Maintenance of structure of representations preserved for altered timing of condition blocks. A, Results of the cross-decoding analysis performed on additional data in which training and online test runs were collected with modified ordering of task conditions, presented as in Figure 4. Performances significantly above chance are marked with an asterisk (one-sided Wilcoxon signed rank test, p < 0.05; see Materials and Methods for more details). B, Confusion matrices showing classifier predictions when generalizing from one context to the other, shown as the percentage of trials per condition. Columns are the true condition labels, and rows are the predicted labels. Left matrix corresponds to the classifier trained on the online control data and tested on the training data (Fig. 4A, left red bar). Right matrix corresponds to the classifier trained on the training data and tested on the online control data (Fig. 4A, right blue bar). C, Correlation between neural representations of pairs of runs matched by condition but farther apart in time (blue) compared to pairs mismatched by condition but closer together in time (red). Error bars are 95% bootstrapped confidence intervals. See Materials and Methods for more details.
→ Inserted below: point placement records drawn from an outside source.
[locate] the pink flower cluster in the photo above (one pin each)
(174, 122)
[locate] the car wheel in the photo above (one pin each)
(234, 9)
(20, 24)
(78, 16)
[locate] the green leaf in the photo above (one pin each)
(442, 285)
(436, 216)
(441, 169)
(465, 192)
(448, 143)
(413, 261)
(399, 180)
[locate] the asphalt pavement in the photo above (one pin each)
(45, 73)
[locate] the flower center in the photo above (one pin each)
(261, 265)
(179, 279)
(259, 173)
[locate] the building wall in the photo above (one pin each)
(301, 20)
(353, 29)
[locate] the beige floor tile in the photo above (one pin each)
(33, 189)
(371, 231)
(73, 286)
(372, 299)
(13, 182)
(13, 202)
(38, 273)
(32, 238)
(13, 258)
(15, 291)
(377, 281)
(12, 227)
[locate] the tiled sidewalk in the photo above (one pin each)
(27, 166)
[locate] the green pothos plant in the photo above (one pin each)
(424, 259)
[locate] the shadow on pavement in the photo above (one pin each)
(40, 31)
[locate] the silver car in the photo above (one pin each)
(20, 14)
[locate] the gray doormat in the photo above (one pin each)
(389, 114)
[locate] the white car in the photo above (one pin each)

D, Example of two blocks of runs (four runs per block) for the secondary task paradigm used to control for an order effect (see Materials and Methods). Pairs marked in blue are matched by condition and are close in time, pairs in yellow are matched by condition but are farther apart in time, while pairs in red are mismatched by condition but are closer in time.

Figure 6.

Maintenance of representations split by tuning preference. A, Average single-unit performance (weighted by the corresponding decoder weights) for imagined/attempted left-handed movements (bootstrap 95% CI). Units are grouped by tuning only to attempted movements, tuning only to imagined movements, and tuning to both. Performance was evaluated for imagined left-hand movements (blue bars) and attempted left-hand movements (red bars). Performances significantly above chance (one-sided sign test, p < 0.05, FDR corrected) are marked with an asterisk, and chance performance is marked by the dashed line. B, Similar to A but for right-handed movements. C, Average single-unit performance (weighted by the corresponding decoder weights) for left/right-handed movements using the attempt strategy. Units are grouped by specificity of tuning to the left or right hand, with performance evaluated during left- and right-handed movements (blue and red bars, respectively). Significant performances are marked. D, Similar to C but for movements using the imagine strategy.

Figure 7.

Online control performance. A, Performance of each movement condition, measured as the fraction of successful trials (bootstrap 95% CI). Dashed line indicates simulated chance performance (see Materials and Methods). B, Performance of each movement condition, measured as the mean duration of successful trials (bootstrap 95% CI). C, Mean R² of units tuned to each movement condition from Figure 2A (bootstrap 95% CI). D, Cross-validated R² of the decoder used for online control, trained on the training data for each condition (bootstrap 95% CI). Cross-validated R² was computed for each condition and session separately.